A Terminal Imido Complex of an Iron–Sulfur Cluster

• Published in: Angewandte Chemie International Edition Vol. 60; no. 23; pp. 12802 - 12806
• Main Authors: Sridharan, Arun, Brown, Alexandra C., Suess, Daniel L. M.
• Format: Journal Article
• Language: English
• Published: Germany Wiley Subscription Services, Inc 01.06.2021
• Edition: International ed. in English
• Subjects: bioinorganic chemistry; cluster compounds; Clusters; Computer applications; C−H activation; Electrons; Hydrogen atoms; Iron; multiple bonds; Oxidation; Sulfur; cluster compounds; C−H activation; multiple bonds; bioinorganic chemistry
• ISSN: 1433-7851; 1521-3773
• DOI: 10.1002/anie.202102603

We report the synthesis and characterization of the first terminal imido complex of an Fe–S cluster, (IMes)3Fe4S4=NDipp (2; IMes=1,3‐dimesitylimidazol‐2‐ylidene, Dipp=2,6‐diisopropylphenyl), which is generated by oxidative group transfer from DippN3 to the all‐ferrous cluster (IMes)3Fe4S4(PPh3).

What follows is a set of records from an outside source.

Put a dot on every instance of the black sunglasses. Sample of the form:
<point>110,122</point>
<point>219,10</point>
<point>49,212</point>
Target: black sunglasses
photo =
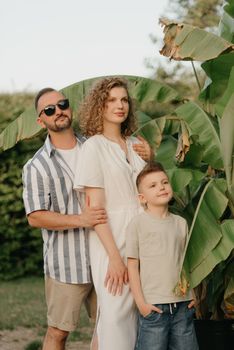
<point>50,109</point>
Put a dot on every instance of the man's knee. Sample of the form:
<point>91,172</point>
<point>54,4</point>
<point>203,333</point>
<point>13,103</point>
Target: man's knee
<point>56,334</point>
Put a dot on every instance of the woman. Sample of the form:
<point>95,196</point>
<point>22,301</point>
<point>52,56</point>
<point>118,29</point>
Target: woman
<point>107,168</point>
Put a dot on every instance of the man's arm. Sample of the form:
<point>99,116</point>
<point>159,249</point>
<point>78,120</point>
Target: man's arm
<point>117,271</point>
<point>136,289</point>
<point>56,221</point>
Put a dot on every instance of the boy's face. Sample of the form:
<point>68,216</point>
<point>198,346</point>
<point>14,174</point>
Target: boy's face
<point>155,189</point>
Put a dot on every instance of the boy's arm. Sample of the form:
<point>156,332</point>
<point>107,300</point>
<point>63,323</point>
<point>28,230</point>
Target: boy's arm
<point>135,285</point>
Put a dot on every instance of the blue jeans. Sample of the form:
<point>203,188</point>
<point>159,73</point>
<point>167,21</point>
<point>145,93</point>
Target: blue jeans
<point>171,330</point>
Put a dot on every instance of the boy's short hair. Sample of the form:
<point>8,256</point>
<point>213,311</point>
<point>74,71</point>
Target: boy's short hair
<point>151,167</point>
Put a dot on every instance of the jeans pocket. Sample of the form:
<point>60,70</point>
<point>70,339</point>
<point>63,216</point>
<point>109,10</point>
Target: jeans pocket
<point>149,315</point>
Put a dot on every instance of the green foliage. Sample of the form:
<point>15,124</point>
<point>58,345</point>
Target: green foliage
<point>22,302</point>
<point>34,345</point>
<point>21,246</point>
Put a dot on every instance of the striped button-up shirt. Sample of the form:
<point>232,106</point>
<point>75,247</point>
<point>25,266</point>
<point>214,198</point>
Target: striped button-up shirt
<point>48,185</point>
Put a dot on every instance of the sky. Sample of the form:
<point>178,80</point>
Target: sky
<point>59,42</point>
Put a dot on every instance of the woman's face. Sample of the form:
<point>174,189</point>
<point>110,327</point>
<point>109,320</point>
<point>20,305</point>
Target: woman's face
<point>117,106</point>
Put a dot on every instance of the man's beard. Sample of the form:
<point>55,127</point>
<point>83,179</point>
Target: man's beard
<point>59,126</point>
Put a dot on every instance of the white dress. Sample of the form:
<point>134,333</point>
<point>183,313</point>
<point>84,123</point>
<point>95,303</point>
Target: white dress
<point>102,163</point>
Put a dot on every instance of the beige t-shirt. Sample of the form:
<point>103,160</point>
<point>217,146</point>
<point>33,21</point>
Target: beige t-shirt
<point>159,245</point>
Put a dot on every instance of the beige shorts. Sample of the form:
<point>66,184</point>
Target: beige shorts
<point>64,302</point>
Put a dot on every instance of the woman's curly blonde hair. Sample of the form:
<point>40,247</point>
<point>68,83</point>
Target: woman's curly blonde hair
<point>92,108</point>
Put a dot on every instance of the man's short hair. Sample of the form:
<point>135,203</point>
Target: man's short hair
<point>151,167</point>
<point>41,93</point>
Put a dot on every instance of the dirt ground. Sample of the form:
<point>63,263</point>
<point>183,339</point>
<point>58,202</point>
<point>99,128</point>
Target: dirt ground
<point>18,339</point>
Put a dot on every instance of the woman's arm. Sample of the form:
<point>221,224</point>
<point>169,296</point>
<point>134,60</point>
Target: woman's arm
<point>117,272</point>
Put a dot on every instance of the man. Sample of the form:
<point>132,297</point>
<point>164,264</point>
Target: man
<point>53,205</point>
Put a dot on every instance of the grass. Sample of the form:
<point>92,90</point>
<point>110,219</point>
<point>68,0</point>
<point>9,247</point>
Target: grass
<point>22,303</point>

This two‐electron process is achieved by formal one‐electron oxidation of the imido‐bound Fe site and one‐electron oxidation of two IMes‐bound Fe sites. Structural, spectroscopic, and computational studies establish that the Fe–imido site is best described as a high‐spin Fe3+ center, which is manifested in its long Fe−N(imido) distance of 1.763(2) Å. Cluster 2 s hydrogen atoms from 1,4‐cyclohexadiene to yield the corresponding anilido complex, demonstrating competency for C−H activation. The first terminal imido complex of an iron–sulfur cluster has been synthesized and fully characterized. Structural, spectroscopic, and computational analysis suggest an [Fe4S4]2+=[NAr]2− formulation with a localized high‐spin Fe3+ valence at the imido‐bound site, and reactivity studies demonstrate competence for C−H activation.